= Indian Association of Clinical Psychology =

Indian Association of Clinical Psychologists (IACP) is the national association of clinical psychologists in India. It was founded in 1968. As of 2023, the President of the association is Dr. Dherandra Kumar. IACP publishes its flagship journal entitled Indian Journal of Clinical Psychology (IJCP).
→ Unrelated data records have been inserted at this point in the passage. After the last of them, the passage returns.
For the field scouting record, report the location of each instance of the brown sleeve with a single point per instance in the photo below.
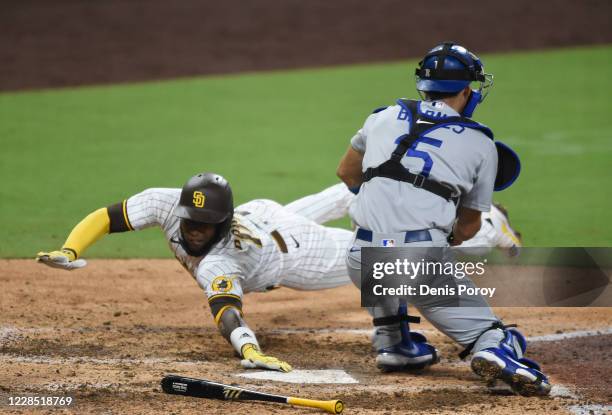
(119, 218)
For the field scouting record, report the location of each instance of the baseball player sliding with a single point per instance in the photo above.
(259, 246)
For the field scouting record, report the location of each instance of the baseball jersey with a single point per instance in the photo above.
(269, 244)
(462, 158)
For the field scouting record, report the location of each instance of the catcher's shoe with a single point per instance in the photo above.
(407, 355)
(506, 362)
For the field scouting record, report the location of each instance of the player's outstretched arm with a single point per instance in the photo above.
(350, 169)
(242, 338)
(88, 231)
(85, 233)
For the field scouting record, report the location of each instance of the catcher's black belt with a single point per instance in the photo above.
(409, 236)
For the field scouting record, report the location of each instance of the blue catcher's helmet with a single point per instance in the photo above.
(449, 68)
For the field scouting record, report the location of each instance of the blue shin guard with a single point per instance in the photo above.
(506, 362)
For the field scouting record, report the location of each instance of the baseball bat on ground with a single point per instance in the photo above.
(201, 388)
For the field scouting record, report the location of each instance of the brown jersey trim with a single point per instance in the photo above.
(119, 221)
(219, 303)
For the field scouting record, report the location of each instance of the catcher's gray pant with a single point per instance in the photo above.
(464, 324)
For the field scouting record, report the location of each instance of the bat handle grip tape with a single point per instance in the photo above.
(335, 406)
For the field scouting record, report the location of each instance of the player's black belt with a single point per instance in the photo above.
(393, 169)
(409, 236)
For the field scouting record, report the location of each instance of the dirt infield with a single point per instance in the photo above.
(66, 42)
(108, 333)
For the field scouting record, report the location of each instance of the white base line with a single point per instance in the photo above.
(544, 338)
IACP confers following professional awards in clinical psychology:

1. C S Kang Award for overall contributions in clinical psychology
2. H N Murthy Award for contributions in behavioral medicine and bio-feedback
3. Psycho-Oration for life time contribution in substance use disorder and mental health
4. Child and adolescent award previously known as Asha Nigam award for work in child and adolescent mental health
5. S C Gupta Best Paper for the best presentation in the NACIACP scientific sessions
6. Young Scientist award (age limit below 35 years of age) who has done a commendable research work
7. Forensic Psychology Award
8. Awards for best paper in each session of its National Annual Conference

IACP celebrated its Golden Jubilee Year in 2018 by holding 44th National Annual Conference of Indian Association of Clinical Psychologists on 23–25 February 2018 at Gautam Buddha University, Greater Noida, U.P. 45th National Annual Conference of Indian Association of Clinical Psychologists is scheduled on 25–27 May 2019 at National Institute for the Empowerment of Persons with Visual Disabilities (Divyangjan), Dehradun, India. 46NACIACP was held in Panjab University Chandigarh from 21-23 February 2020 by Organising Director Dr Manoj Kumar Bajaj, Associate Professor of Clinical Psychology, Government Medical College and hospital sector 32 Chandigarh India.